Ahmed Mohamed Ali Gomaa (أَحْمَد مُحَمَّد عَلِيّ جُمْعَة; born 16 August 1988), is an Egyptian footballer who played for Egyptian Premier League side Al Masry, and the Egyptian national team as a forward. Last playing for ENPPI SC in 2021. He is currently a free agent.

==Club career==
===Abou Bedway===
In 2003, during Ramadan when Gomaa was playing football with his friends, Abou Bedway's manager, Ibrahim Abou Sita, offered him a trial at the club; Gomaa didn't like the idea to join a football club and wanted to play football only as a hobby, but his family and friends convinced him that joining the club may be the start of a great football career. Gomma joined Abou Bedway at the age of 15 and played for the reserve team for only one year, before he moved to Ghazl El Mahalla.

===Ghazl El Mahalla===
In 2004, Gomma joined Ghazl El Mahalla and was selected to play for the reserve team. After playing for the reserves for 4 years he was promoted to the first team after the manager, Khaled Eid, was impressed by his style of play. However, Ghazl El Mahalla ended his contract by mutual consent after playing only 1 season with the first team.

===El Raja===
In 2009, Gomma joined El Raja. He spent 2 years at the club and helped to avoid the relegation during the 2010–11 Egyptian Second Division.

===El Mansoura===
In 2011, Gomaa signed for El Mansoura in a 3-year contract for a fee of . He scored his first goal in his official debut on 17 November 2011 against Baladeyet El Mahalla in a 1–2 loss in the 2011–12 Egyptian Second Division. He scored 4 goals in 7 matches in his first season, however all of the football competitions in Egypt were suspended by the Egyptian Football Association after the Port Said Stadium riot occurred. Gomma finished his second season as the club's top goalscorer, scoring 16 goals in 25 matches. He also finished as the club's top goalscorer in the next season despite scoring only 6 goals in 19 matches in a disappointing season for his side as they failed to qualify to the promotion play-offs. His last goal for El Mansoura was on 12 May 2014 against Ittihad Nabarouh in a 1–1 draw in the league.

===Al Masry===
On 22 July 2014, Al Masry announced the signing of Gomaa from El Mansoura in a 3-year contract for an undisclosed fee. Gomaa had a hard start with Al Masry under Tarek Yehia, who wasn't convinced with his ability. He played only 4 matches and ended up being benched during the first half of the season.

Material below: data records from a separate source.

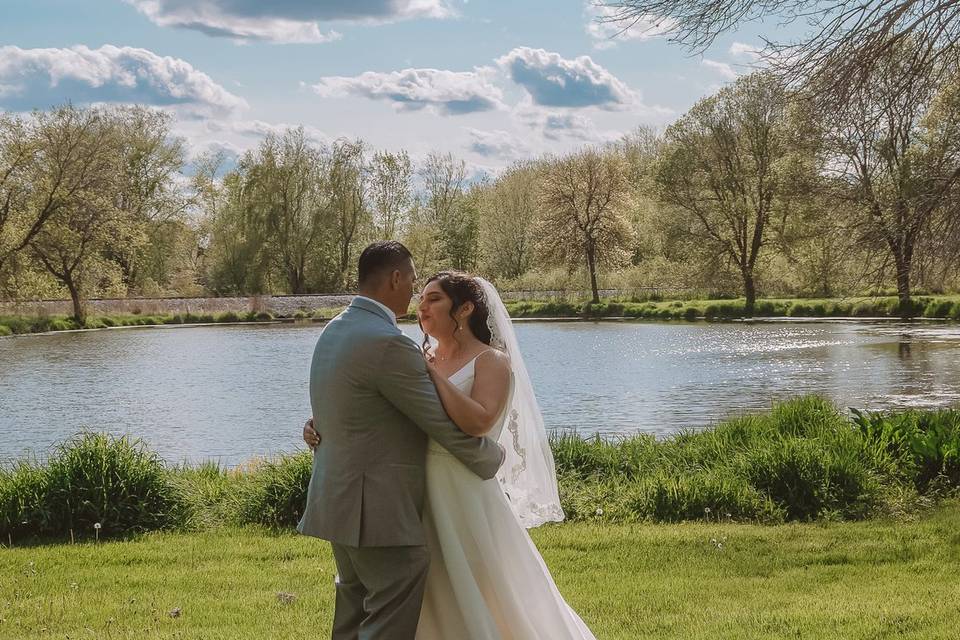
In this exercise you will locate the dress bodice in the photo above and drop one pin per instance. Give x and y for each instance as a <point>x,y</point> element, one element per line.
<point>462,379</point>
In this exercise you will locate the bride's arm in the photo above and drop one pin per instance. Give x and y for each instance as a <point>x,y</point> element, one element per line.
<point>476,413</point>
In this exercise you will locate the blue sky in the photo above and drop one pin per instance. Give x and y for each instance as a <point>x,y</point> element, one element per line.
<point>491,81</point>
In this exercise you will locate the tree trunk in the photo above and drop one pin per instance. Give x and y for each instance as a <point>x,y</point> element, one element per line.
<point>903,286</point>
<point>749,291</point>
<point>79,313</point>
<point>592,267</point>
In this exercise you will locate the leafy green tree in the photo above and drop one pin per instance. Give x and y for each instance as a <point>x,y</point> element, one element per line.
<point>584,198</point>
<point>723,170</point>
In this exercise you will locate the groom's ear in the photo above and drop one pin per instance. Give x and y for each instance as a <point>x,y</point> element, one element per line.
<point>395,278</point>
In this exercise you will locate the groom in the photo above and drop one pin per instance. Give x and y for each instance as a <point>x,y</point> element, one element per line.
<point>374,407</point>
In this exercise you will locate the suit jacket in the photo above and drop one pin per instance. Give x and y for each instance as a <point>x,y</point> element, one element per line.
<point>374,406</point>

===Loan to Ittihad El Shorta===
On 14 January 2015, Ittihad El Shorta announced the signing of Gomaa and his teammate Eliassou Issiaka on loan until the end of the 2014–15 Egyptian Premier League season. He scored 4 goals in 20 appearances with the club. On 28 May 2015, Gomaa scored against the league winners Zamalek in a 5–1 loss. Ittihad El Shorta finished the season in the 15th place, one point above the relegation zone and 5 points below Al Masry.

==International career==
On 29 December 2016, Gomaa was called up for the national team for the first time in his career as he was named in Egypt's preliminary squad for the 2017 Africa Cup of Nations in Gabon. However, he wasn't included in the final squad for the tournament.

In May 2018 he was named in Egypt's preliminary squad for the 2018 World Cup in Russia. He made his debut for the national team on 25 May in a friendly match against Kuwait, coming on as a substitute for Kouka early in the second half.